A California couple has been fined for digging up and burying dozens of protected Joshua trees to make room for a home they were building, officials said.
California Department of Fish and Wildlife
A California couple has been fined for digging up and burying dozens of protected Joshua trees to make room for a home they were building, officials said.

By Madeline Holcombe and Cheri Mossburg, CNN

A California couple has been fined for digging up and burying dozens of protected Joshua trees to make room for a home they were building, officials said.

Jeffrey Walter and Jonetta Nordberg-Walter, residents of San Bernardino County, have been ordered to pay $18,000 as part of a diversion agreement — the terms they must fulfill in order to have the 36 misdemeanor counts — one for each uprooted tree — against them dismissed.

The couple has opted not to have attorneys in the case, Supervising Deputy District Attorney Douglas Poston told CNN.

CNN was not able to find contact information for the pair. Poston told the Los Angeles Times that the couple mistakenly believed small trees could be removed.

Poston has worked in San Bernardino County District Attorney’s Consumer Environmental Protection unit for about a decade, and although he’s dealt with cases concerning threatened or endangered wildlife, this is his first prosecution for an offense like this involving trees, he told CNN.

It is “illegal to disturb, move, replant, remove or kill” Western Joshua trees, which are a candidate for species under California’s Endangered Species Act, according to California’s Department of Fish and Wildlife. The spiky desert icons, part of the agave family, are native to the Mojave Desert, can grow up to 40 feet high and can live for 150 years on average.

The wildlife department was tipped off to the illegal uprooting by a neighbor who called in February to alert the agency’s tip line, according to Poston and a joint news release from the prosecutor’s office and the wildlife department.

The couple was gone by the time a responding wildlife officer arrived, but he found “what was clearly a freshly dug and refilled hole,” the department said.

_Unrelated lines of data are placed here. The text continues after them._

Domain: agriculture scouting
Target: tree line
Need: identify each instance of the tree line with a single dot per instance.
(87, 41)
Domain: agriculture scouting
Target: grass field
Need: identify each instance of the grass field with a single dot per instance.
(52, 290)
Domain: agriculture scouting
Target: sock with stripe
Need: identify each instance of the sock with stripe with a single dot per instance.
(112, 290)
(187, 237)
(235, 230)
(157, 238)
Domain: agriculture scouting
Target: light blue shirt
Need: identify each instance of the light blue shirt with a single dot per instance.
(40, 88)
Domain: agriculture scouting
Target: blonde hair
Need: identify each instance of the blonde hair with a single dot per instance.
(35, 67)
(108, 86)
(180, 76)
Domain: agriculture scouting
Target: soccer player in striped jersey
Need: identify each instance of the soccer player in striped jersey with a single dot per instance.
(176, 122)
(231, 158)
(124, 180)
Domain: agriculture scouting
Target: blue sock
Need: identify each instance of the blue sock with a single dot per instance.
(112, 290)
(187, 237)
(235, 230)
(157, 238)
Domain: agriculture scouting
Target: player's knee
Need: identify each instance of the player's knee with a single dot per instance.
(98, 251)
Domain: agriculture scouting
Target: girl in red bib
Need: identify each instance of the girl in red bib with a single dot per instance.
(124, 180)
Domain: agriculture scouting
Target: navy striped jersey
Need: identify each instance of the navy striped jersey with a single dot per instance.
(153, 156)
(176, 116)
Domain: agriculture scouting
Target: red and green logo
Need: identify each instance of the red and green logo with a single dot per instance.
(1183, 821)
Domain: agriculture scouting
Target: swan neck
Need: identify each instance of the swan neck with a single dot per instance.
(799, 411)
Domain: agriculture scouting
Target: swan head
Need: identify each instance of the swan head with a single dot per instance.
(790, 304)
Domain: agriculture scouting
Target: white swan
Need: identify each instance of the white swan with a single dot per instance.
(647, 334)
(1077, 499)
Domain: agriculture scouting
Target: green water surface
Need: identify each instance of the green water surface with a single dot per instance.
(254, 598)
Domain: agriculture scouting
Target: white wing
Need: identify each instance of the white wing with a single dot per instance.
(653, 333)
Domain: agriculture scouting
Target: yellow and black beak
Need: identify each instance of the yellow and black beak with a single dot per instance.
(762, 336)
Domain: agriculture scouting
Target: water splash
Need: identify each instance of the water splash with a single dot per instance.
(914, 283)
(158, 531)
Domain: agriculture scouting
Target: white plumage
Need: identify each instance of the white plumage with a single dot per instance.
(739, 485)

Using a backhoe, the officer was able to dig up the buried trees, the department said.

The property, which is about an acre in size, is about 5 miles from Joshua Tree National Park, according to Poston.

The couple can move forward with construction of a house on the property, though many protected trees remain, Poston said. As part of the diversion agreement, they will also volunteer at the national park, Poston said.

The married couple was cooperative in the investigation, though they were initially reluctant to admit fault or responsibility, Poston said.

“Most California citizens who reside in Joshua Tree habitat revere these iconic desert species, more so now than ever because of its degraded population status,” said Nathaniel Arnold, deputy chief of the state wildlife department’s law enforcement division.

“We’re pleased to see the citizen tip led to a successful disposition and we hope it serves as a deterrent to others who may think it is acceptable to unlawfully remove Joshua Trees to make way for development,” the release states.

The landowners originally faced a fine up to $4,100 and/or up to six months in jail for each count.

The pair is slated to return to court in December. If they do not comply with all terms of the diversion agreement, the San Bernardino County District Attorney plans to proceed with prosecution, the news release states.

“If you kill a Joshua Tree and if the evidence is there we will prosecute. It’s a crime. You don’t have to like the law, but it’s the law and we take it very seriously,” Poston said.